Quels mystères pensez-vous ne seront jamais dévoilés ?
“Beaucoup, notamment ceux qui touchent à la politique. Et les énigmes vaticanes : parlons d’un état habitué à couvrir des mystères, comme celui d’Emanuela Orlandi.”
Dans les affaires criminelles que vous avez narrées, existe-t-il des caractéristiques communes ?
“Disons qu’il n’y a pas de fil conducteur qui les unit. Mais il me semble que je dépeins à chaque fois une façon d’être italien, et parfois c’est un handicap, pour être clair. En matière de meurtres, il n’y a pas d’évolutions notables ; les moyens ont changé, mais l’homme est toujours le même, des cavernes à nos jours.”
Pour finir, vous avez maintenant vos habitudes en Sardegna…
“Je suis venu tellement de fois, avec Marcello Fois et d’autres amis sardes. Je n’ai jamais été un touriste, en fait, je suis toujours venu pour des tournées, des rencontres et des présentations. Mais j’ai toujours découvert des endroits magnifiques, chaque fois c’est une surprise. Et moi, étant émilien-romagnol, l’aspect culinaire est essentiel (rires, ndr).”
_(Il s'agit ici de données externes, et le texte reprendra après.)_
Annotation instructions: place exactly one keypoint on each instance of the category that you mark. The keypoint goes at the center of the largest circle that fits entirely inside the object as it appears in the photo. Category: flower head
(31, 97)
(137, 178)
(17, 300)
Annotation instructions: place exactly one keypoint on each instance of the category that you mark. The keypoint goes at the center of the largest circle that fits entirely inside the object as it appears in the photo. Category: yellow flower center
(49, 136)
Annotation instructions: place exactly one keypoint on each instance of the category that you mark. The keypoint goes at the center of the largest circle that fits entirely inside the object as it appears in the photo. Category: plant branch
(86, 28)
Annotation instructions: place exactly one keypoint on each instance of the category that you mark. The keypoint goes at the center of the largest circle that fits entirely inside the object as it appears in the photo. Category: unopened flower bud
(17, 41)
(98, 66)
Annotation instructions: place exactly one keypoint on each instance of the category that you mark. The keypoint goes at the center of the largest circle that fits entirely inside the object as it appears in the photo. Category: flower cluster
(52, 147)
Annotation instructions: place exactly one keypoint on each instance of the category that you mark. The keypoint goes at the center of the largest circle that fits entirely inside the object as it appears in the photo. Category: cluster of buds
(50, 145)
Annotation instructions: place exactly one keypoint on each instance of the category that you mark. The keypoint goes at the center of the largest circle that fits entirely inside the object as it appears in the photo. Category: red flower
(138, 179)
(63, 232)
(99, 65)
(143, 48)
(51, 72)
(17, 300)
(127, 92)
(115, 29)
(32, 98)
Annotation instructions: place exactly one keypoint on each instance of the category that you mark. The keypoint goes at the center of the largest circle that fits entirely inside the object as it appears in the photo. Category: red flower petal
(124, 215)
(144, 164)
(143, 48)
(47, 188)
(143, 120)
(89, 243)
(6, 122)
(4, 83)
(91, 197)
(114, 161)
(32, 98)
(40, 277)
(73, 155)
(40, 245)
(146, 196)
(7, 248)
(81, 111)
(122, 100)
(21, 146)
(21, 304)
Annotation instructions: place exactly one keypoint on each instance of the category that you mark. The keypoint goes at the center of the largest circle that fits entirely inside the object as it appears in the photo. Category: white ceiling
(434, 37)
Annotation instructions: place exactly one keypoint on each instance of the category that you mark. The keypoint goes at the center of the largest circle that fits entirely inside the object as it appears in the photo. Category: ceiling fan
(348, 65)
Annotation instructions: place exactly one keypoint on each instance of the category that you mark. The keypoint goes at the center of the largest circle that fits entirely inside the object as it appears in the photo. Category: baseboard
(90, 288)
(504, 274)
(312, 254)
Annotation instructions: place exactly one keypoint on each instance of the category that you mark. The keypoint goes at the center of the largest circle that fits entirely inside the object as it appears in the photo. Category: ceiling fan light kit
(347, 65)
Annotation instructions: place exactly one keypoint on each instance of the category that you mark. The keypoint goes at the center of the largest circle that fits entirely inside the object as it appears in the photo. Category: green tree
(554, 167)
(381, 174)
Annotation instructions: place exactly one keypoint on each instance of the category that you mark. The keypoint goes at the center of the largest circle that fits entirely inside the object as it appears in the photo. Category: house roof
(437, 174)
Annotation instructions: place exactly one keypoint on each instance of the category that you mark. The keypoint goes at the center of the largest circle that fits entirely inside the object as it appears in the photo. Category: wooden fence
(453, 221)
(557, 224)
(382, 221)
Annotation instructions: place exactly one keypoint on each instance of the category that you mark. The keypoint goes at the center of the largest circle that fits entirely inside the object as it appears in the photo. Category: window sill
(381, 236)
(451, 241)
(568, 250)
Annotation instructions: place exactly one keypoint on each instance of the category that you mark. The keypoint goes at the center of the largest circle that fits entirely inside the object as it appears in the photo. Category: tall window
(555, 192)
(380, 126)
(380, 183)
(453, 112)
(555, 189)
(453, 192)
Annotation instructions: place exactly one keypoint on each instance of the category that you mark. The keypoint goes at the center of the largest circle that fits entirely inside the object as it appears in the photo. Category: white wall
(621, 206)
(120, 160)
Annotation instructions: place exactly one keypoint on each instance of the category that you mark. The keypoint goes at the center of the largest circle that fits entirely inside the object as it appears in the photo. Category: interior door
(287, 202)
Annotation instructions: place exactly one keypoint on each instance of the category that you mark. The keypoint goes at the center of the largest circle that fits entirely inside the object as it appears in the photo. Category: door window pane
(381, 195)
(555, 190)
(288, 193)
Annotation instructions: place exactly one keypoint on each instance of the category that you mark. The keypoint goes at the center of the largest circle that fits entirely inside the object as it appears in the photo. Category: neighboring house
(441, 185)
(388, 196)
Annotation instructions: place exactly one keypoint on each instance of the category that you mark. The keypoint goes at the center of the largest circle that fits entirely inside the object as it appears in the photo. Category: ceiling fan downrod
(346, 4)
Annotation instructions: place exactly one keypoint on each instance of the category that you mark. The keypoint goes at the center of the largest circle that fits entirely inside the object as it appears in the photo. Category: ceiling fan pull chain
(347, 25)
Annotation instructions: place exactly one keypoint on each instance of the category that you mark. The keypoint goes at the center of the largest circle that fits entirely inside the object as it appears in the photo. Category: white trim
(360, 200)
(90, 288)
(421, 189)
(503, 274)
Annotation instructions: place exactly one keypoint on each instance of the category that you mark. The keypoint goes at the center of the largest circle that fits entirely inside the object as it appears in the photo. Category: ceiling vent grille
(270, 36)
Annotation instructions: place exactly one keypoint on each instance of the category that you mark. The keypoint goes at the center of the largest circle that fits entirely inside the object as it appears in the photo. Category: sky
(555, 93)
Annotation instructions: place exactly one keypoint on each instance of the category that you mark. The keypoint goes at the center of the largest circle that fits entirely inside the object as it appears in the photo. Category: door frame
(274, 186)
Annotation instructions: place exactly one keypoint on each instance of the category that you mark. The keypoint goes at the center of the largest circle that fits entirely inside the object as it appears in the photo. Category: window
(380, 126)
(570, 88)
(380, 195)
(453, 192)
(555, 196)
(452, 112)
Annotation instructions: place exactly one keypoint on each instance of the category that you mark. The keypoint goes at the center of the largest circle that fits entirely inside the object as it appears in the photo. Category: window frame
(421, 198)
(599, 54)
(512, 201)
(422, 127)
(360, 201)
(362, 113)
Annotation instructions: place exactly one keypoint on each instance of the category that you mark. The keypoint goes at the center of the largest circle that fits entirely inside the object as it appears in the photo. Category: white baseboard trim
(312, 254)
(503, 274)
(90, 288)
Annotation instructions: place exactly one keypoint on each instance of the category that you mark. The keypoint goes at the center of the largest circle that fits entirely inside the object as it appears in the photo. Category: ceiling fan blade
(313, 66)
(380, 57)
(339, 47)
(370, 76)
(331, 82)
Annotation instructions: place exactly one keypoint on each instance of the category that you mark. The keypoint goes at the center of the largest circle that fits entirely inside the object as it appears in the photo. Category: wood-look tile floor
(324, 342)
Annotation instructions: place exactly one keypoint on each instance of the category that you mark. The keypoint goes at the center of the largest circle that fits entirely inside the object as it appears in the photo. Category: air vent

Points importants à retenir
- Carlo Lucarelli a transformé le récit criminel en révélant les peurs humaines sous-jacentes.
- Sa voix unique influence une génération de narrateurs de crime en ligne.
- Il souligne l’importance de raconter des faits en dépassant les clichés.
- La criminalité en Sardegna a évolué, s’inspirant d’autres réalités criminelles plutôt que d’une organisation autochtone forte.
- Les mystères politiques et ceux liés au Vatican restent souvent inaccessibles au public.
En réfléchissant à la portée de ces récits, je me demande : est-ce que notre fascination pour le crime, loin d’être un simple divertissement, n’est pas plutôt le reflet de notre propre humanité et de nos luttes internes ? Sommes-nous face à des vérités que nous hésitons à affronter, et comment ces histoires façonnent-elles notre société ? Chaque récit de Lucarelli nous incite à plonger plus profondément, à scruter ces ombres qui nous entourent.